What Is Money Market?
The money market is an organized exchange market where one can lend and borrow short-term, high-quality debt securities with an average maturity of one year or less. It enables governments, banks, and other large institutions to sell short-term securities to fund their short-term cash flow needs.
Money market instruments typically include Certificate of Deposit (CD), Commercial Paper (CP), Inter Bank term Money, Bill Rediscounting, Call/ Notice/ Term Money, Inter Bank Participation Certificates and Treasury Bills. Money market in India is regulated by the Reserve Bank of India (RBI).
What is Call Money Market?
The call money market is the most liquid of all short-term money market segments, with a maturity period of one day. The tenure of call money loan ranges from one day to fourteen days after the disbursement of the amount is made by the lending institution. In the call money market, any amount can be lent or borrowed at a market-determined interest rate that is acceptable to both the borrower and the lender.
Call Money Market in India
Call money market deals with day-to-day requirements of funds. The purpose of call loans is to deal in the bullion market and stock exchanges.
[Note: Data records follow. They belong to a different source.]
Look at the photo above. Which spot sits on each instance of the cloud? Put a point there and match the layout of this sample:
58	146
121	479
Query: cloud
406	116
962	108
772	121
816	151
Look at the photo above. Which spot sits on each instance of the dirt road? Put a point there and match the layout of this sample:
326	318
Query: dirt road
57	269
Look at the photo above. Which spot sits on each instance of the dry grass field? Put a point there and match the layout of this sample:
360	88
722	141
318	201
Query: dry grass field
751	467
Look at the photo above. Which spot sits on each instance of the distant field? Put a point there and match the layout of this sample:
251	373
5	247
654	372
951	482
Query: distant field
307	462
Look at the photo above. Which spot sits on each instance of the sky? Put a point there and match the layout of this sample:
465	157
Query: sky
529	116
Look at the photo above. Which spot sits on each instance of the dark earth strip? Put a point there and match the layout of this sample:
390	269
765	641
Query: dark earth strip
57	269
- Money lent for one day is called call money.
- Money lent for more than one day and less than 15 days is called Notice Money.
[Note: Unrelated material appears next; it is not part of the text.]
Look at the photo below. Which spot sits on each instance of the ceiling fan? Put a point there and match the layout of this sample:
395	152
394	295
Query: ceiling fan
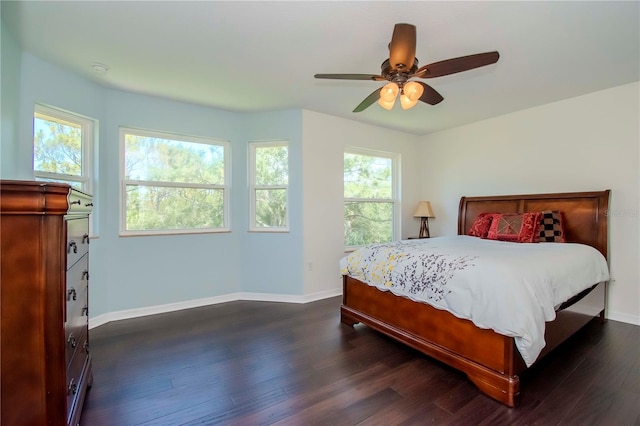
402	66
- Money lent for more than 15 days is called term money.
Why do Banks Need Call Money?
- For managing temporary funding mismatches
- To comply with the cash reserve ratio (CSR) and the statutory liquidity ratio (SLR)
- For meeting excess demand caused by a net outflow of funds from disinvestment or imports
Call Money Market Features
1. High Liquidity: One of the most important characteristics of the call money market is the high liquidity it provides. They provide fixed income to the investor and have a short-term maturity. Because of this feature, call money market instruments are regarded as close substitutes for money.
2. Secure Investment: These financial instruments are among the most secure investment avenues available in the market. Since issuers and borrowers of call money market instruments have high credit ratings and the returns are fixed beforehand, the risk of losing invested capital is minuscule.
3. Competitive Interest Rates: The interest rate charged on a call loan between financial institutions is known as the call loan rate. Call money is used by brokers as a short-term source of funding to keep margin accounts open for customers who want to leverage their investments. The interest rate charged on loans used to purchase securities varies based on the call money rate set by the RBI.
4. Easy Transfers: The funds can be transferred between lenders and brokerage firms quickly. As a result, call money is the second most accessible asset in a balance sheet, trailing only cash. If the lender calls the funds, the broker can issue a margin call, which typically results in the automatic sale of securities in a client’s account (to convert the securities to cash) to repay the lender.
Participants of Call Money Market in India
Banks, Primary Dealers (PDs), Development Finance Institutions, Insurance companies, and select Mutual Funds are currently participants in the call money market. PDs and banks can act as both borrowers and lenders in the market. Non-bank institutions that have been granted specific permission to operate in the call money market, on the other hand, can only act as lenders.
How does Call Money Market work?
Loans are offered by lenders in the form of auctions in a Call Money Market (CMM), and borrowers place bids on them. These bids are made on interest rate biddings. As a result, the funds go to the bidder who offers the highest interest rate on a specific loan. Dealing of the money in a CMM is done through a Negotiated Dealing System (NDS) which is a regulated electronic trading platform. The rate of call money is strikingly volatile and varying due to several factors like fluctuating corporate demand, the volume of Bank deposits and cyclical fluctuation, among others.
The call money rate or interest rate is affected by liquidity demand and supply. A lack of liquidity causes the call money rate to rise, and vice versa. It is a monetary multiplier measurement.